With the addition of Greco last fall, Lake Regional Sports Medicine now provides athletic trainer coverage for all high school and middle school sports at three local schools: Moritz serves at Camdenton R-III; Wilson, at Morgan County R-II; and Greco, at School of the Osage.

The athletic trainers arrive at games and practices early to help the athletes take preventative measures, such as proper taping and doing therapeutic exercises. Then, during practices and games, the athletic trainers keep a close watch on the athletes — including those on the opposing team. If the athletic trainers see, or suspect, an injury, they assess the athlete and, if necessary, start treatment.

If athletes require more care, Moritz, Wilson and Greco could also see them at Lake Regional Orthopedics and Sports Medicine, where the athletic trainers assist orthopedic specialists with clinic patient care.
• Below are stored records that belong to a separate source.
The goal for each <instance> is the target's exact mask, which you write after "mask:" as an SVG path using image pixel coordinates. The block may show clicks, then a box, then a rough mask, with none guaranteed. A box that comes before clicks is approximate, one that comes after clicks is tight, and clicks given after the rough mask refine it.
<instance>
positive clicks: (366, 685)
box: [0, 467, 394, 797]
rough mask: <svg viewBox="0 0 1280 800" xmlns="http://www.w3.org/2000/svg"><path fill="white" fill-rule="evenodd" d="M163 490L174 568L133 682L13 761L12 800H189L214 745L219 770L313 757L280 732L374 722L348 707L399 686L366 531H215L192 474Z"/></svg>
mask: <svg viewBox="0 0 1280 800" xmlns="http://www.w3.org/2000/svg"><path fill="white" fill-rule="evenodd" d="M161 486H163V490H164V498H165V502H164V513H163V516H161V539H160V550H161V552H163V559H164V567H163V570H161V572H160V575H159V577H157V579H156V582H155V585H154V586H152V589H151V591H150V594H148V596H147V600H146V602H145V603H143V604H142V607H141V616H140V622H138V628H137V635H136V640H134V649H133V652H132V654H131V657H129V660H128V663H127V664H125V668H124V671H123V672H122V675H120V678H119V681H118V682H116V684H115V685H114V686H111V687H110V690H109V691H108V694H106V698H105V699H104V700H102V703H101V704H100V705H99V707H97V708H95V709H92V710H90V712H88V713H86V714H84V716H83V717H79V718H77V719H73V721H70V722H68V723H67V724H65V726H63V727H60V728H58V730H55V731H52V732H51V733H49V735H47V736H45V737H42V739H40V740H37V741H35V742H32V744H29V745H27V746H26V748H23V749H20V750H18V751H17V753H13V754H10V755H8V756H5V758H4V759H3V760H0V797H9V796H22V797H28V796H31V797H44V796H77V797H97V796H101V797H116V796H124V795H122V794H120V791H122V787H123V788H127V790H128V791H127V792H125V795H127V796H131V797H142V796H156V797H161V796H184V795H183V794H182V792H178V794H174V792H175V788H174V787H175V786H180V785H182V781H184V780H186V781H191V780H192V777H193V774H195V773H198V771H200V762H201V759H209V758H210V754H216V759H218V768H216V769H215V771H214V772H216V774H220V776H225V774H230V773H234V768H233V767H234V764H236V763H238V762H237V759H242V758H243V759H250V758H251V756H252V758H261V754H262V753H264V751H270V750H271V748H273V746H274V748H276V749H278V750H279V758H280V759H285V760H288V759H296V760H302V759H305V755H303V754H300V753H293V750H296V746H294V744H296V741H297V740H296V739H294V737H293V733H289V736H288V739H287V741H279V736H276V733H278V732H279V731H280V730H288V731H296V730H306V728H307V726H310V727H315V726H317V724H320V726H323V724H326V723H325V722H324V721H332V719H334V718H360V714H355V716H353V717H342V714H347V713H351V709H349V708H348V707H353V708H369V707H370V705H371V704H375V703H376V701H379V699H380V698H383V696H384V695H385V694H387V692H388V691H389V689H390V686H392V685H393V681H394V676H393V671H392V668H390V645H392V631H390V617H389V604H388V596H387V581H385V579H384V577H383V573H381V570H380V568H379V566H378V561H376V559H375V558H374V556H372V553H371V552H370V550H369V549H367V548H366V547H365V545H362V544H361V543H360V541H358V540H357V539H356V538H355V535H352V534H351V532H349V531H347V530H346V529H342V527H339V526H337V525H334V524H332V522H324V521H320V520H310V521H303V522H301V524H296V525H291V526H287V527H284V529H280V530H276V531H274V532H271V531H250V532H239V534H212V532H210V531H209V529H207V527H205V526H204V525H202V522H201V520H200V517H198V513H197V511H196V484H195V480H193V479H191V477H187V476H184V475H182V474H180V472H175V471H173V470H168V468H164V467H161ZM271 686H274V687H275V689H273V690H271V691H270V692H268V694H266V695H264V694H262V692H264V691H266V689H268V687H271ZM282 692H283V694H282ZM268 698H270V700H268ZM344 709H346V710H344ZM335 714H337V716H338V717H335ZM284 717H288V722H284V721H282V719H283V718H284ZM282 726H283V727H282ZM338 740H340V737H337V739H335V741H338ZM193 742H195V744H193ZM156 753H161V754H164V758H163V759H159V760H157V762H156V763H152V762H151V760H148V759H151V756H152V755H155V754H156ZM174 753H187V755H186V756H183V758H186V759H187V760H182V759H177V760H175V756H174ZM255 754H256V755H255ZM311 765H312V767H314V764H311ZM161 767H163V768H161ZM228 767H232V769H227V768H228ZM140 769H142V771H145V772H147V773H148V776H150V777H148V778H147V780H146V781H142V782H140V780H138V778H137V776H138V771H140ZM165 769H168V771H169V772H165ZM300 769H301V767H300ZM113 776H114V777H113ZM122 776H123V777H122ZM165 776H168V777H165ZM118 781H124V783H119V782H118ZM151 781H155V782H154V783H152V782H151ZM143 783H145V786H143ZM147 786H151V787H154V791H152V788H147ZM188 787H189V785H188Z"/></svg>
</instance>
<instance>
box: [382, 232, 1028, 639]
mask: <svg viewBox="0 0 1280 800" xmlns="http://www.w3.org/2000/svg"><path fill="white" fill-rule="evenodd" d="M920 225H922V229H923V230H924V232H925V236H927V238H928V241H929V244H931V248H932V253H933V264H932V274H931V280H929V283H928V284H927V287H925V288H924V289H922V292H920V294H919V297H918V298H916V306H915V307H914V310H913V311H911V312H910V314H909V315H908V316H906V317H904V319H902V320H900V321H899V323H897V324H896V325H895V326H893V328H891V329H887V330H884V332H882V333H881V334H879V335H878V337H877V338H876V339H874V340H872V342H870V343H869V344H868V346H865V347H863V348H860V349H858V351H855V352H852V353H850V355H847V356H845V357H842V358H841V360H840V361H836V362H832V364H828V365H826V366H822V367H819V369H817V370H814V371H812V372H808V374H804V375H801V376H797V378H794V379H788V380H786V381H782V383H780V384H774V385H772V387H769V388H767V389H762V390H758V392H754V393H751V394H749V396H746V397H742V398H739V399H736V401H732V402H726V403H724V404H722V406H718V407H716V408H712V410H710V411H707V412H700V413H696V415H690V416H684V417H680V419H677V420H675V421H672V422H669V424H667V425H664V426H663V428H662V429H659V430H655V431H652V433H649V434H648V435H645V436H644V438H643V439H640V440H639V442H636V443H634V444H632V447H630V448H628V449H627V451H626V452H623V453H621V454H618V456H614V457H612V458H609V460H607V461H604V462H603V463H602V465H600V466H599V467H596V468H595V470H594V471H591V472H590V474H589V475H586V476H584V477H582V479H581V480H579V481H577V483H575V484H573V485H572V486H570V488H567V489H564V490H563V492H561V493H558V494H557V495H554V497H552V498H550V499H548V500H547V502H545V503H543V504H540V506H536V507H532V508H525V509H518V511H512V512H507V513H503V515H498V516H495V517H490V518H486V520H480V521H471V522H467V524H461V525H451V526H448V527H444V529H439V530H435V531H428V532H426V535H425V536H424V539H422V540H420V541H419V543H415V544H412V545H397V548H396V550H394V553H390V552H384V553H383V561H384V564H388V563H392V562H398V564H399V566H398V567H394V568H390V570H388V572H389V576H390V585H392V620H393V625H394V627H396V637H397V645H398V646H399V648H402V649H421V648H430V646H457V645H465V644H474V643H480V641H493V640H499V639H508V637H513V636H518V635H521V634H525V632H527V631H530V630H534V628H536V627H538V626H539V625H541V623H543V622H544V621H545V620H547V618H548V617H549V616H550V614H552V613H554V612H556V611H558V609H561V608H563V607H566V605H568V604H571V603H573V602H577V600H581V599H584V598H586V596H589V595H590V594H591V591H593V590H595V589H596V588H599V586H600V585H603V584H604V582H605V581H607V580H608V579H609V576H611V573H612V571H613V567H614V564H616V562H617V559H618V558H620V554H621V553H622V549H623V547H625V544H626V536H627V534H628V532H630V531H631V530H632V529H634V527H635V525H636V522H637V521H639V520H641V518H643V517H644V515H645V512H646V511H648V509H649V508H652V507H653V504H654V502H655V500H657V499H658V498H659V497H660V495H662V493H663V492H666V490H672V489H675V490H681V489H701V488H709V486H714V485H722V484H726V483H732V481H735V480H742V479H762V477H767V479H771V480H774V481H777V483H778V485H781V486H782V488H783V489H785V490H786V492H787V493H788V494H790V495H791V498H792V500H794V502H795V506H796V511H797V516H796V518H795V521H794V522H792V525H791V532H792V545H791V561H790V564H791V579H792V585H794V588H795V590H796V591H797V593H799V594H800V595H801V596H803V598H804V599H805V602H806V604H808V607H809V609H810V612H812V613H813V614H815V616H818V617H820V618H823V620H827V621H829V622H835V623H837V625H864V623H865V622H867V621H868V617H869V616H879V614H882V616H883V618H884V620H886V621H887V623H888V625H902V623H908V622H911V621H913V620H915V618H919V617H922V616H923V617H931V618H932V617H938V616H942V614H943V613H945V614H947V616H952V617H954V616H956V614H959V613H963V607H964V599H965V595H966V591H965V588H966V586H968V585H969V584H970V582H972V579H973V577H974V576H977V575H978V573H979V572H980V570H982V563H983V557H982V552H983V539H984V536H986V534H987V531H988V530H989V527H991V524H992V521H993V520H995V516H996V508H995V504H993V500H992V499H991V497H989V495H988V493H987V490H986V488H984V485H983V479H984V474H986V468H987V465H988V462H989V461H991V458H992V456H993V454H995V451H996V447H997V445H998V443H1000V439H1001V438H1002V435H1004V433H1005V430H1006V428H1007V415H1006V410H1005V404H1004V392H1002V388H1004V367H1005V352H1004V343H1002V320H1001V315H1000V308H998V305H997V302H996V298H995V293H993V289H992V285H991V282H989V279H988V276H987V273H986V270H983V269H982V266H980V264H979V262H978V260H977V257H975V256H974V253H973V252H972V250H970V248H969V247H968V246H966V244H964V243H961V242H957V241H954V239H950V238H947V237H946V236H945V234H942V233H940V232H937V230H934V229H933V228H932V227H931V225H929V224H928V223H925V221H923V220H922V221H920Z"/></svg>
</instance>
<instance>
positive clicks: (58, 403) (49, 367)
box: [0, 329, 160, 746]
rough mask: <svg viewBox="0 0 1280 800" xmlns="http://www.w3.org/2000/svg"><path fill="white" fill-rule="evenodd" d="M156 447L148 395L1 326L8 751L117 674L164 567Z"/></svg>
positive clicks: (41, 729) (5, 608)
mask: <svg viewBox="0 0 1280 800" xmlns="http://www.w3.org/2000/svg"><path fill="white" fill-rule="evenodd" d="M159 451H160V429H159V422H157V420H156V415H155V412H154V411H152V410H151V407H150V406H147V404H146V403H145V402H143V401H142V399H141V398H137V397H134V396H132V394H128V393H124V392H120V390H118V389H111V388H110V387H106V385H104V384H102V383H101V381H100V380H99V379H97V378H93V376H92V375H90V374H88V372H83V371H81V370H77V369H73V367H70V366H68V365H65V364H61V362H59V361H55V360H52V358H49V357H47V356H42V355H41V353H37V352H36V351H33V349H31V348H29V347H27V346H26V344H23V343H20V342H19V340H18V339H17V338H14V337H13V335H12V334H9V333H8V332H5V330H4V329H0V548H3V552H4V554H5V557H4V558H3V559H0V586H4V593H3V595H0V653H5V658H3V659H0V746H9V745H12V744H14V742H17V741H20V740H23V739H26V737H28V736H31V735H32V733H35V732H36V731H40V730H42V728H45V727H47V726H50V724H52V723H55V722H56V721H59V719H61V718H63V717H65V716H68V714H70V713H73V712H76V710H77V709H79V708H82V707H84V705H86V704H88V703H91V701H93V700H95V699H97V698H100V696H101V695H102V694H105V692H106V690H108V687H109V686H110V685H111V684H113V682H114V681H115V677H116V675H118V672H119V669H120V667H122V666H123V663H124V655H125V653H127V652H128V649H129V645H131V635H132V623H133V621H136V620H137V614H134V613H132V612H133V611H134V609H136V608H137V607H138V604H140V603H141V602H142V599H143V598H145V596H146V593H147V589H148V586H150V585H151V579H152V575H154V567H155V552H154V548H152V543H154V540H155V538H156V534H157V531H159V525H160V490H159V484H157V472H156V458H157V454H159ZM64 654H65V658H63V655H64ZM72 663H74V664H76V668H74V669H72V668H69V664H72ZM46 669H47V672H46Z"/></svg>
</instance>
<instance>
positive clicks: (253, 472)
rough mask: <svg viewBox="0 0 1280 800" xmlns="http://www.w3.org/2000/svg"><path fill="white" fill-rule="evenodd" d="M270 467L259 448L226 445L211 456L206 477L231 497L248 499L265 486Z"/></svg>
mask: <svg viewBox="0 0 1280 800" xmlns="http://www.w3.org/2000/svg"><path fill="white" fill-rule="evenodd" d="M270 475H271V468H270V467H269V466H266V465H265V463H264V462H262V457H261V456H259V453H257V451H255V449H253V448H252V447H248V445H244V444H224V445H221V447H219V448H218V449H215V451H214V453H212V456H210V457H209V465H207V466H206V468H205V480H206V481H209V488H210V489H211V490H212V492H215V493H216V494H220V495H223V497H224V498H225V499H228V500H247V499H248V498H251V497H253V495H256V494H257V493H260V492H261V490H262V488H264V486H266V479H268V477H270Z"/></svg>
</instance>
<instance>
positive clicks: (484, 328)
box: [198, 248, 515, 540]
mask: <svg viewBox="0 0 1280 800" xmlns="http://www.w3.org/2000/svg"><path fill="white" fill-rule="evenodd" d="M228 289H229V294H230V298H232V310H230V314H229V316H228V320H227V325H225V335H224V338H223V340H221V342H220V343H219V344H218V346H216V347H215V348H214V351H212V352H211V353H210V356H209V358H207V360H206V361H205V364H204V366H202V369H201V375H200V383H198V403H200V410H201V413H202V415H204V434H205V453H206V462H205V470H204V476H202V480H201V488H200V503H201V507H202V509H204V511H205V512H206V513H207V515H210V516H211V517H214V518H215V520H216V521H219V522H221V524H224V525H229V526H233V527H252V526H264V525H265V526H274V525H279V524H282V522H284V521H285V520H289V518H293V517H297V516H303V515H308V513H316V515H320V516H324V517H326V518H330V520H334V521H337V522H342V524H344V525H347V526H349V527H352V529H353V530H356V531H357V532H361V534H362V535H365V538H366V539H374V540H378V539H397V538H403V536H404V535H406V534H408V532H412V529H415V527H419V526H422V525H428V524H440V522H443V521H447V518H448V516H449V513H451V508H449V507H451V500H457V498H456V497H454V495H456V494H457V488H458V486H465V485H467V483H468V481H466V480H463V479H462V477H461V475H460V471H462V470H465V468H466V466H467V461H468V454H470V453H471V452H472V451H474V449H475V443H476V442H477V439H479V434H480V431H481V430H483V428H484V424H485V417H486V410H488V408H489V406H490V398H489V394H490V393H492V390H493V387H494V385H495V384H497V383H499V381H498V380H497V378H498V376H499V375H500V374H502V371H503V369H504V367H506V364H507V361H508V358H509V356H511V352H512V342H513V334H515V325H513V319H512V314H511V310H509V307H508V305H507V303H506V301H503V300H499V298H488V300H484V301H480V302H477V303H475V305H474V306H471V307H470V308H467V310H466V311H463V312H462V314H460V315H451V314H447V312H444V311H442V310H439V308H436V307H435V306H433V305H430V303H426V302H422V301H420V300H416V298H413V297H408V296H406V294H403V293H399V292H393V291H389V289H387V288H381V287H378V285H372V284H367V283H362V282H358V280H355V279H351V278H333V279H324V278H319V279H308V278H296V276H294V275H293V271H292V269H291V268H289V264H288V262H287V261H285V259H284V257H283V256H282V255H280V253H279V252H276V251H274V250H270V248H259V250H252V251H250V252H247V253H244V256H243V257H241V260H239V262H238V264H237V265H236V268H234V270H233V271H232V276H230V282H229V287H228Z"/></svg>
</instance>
In addition to sideline support during practices and games, Lake Regional’s athletic trainers provide education to coaching staff and athletes on such topics as nutrition, proper bracing and spine board use. Before kickoff of the football season, the athletic trainers performed the state-required baseline concussion testing for their schools. This test allows health care providers to gauge how well an athlete is recovering following a concussion.

A Rewarding Career

One of the benefits of providing this kind of health care is getting to be there for a patient from beginning to end.

“We see injuries right after they happen, and then we also see how those injuries look in the clinic,” Wilson said. “It gives us a fuller experience.”

“Seeing someone recover from an injury from start to finish and knowing that you were the one who helped them get through it is one of the most rewarding things about my career,” Greco added.

Another draw is interacting with students.

“It’s fun watching the kids I’m with every day play,” Wilson said. “You definitely get to know your athletes.”

“We are there to help take care of them,” Moritz said. “They understand that, and, if they need help, they come to us. It’s rewarding to build that relationship with them.”

For more information on Lake Regional Orthopedics and Sports Medicine, visit

Athletic Trainers: A Growing Trend

According to the Missouri State High School Activities Association, the percentage of Missouri public schools with at least one full-time athletic trainer rose from just four percent in 2010-2011 to 27 percent in 2014-2015.

“We are making this progress because people realize the importance of having a qualified health care provider present and are finding ways to make this happen,” the Missouri Athletic Trainers’ Association wrote in an October 2015 news release.

The Bureau of Labor Statistics also reports an increase in demand for athletic trainers. In 2014, the bureau reported more than 22,000 athletic trainers employed nationwide, up from 16,000 in 2010. Unlike a personal trainer, who may or may not have higher education in health sciences, athletic trainers must obtain, at a minimum, a bachelor’s degree in athletic training, board certification and state licensure.